A new life-sized statue celebrating actor and Chicano art collector Cheech Marin was unveiled on Tuesday, November 19, outside his namesake arts and culture center in Riverside, California.

Entitled “Meet Me at The Cheech” in honor of the nickname for the Cheech Marin Center for Chicano Art and Culture, the bronze sculpture depicts Marin with open arms in a gesture of warm welcome to visitors. It is situated in front of the center, which opened in June 2022 as part of a partnership with the Riverside Art Museum and is home to Marin’s personal art collection, claimed to be the largest known private trove of Chicano art.

 “Meet Me at The Cheech” was created by East Los Angeles artist Ignacio Gómez, whose work has centered on Chicano culture and community for decades.

Gómez told Hyperallergic that he based the work on drawn sketches and photographs he took of Marin, adding that he was “deeply honored” to be commissioned for the project, having grown up watching Marin’s movies. 

“I’ve been a fan of Cheech for the longest time and a few of my works are in the museum,” the artist said.

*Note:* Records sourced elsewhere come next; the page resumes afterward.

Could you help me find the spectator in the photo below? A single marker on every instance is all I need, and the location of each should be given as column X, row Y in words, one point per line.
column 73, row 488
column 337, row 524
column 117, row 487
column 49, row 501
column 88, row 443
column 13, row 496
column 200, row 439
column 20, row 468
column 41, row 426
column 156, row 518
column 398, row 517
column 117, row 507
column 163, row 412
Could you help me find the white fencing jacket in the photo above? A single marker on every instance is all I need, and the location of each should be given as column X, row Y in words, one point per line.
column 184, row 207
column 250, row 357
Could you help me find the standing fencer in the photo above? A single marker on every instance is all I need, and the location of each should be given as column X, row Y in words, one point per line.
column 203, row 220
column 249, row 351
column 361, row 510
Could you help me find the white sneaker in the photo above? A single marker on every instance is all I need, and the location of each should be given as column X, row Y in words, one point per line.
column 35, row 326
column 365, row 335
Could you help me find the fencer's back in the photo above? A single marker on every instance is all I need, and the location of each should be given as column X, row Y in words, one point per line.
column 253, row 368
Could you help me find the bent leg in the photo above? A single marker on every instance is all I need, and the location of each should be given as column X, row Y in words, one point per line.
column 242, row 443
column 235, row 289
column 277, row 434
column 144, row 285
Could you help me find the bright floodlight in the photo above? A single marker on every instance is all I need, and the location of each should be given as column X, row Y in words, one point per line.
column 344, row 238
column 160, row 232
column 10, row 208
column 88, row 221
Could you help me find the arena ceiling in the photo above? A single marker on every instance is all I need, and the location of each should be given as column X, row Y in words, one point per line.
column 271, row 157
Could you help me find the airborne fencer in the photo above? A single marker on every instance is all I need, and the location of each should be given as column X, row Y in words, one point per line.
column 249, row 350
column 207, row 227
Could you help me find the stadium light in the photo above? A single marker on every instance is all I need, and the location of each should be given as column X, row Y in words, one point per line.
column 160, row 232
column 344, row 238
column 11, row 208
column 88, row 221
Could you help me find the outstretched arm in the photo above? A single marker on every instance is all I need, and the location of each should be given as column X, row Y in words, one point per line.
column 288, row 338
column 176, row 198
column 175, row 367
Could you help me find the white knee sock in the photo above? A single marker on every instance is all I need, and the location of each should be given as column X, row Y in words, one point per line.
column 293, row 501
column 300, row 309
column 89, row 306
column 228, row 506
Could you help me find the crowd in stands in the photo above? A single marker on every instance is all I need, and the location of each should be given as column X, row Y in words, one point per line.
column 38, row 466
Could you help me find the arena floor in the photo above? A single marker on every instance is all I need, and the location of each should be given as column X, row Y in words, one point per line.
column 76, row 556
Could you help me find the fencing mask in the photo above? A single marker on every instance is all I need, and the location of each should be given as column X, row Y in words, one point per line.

Originally from predominantly Mexican-American neighborhood of Boyle Heights, Gómez has also created other works including murals and monuments honoring Latine figures like labor leader Cesar Chavez, who founded the United Farm Workers of America, and civil rights activists Felicitas and Gonzalo Méndez, whose landmark case Mendez v. Westminster led to desegregation reform in public schools and other spaces across California. A screenprint of Gómez’s poster for Luis Valdez’s 1978 play Zoot Suit is held in the collection at the Smithsonian American Art Museum, and in 2004, he designed and sculpted a life-size bronze statue of Chavez leading 10 farmworkers for the activist’s namesake memorial in San Fernando, California.

According to the Riverside Art Museum’s website, the artwork was conceptualized and supported by former board president Ofelia Valdez-Yeager, who passed away on January 7, making the sculpture “her final and lasting contribution to the community she loved.”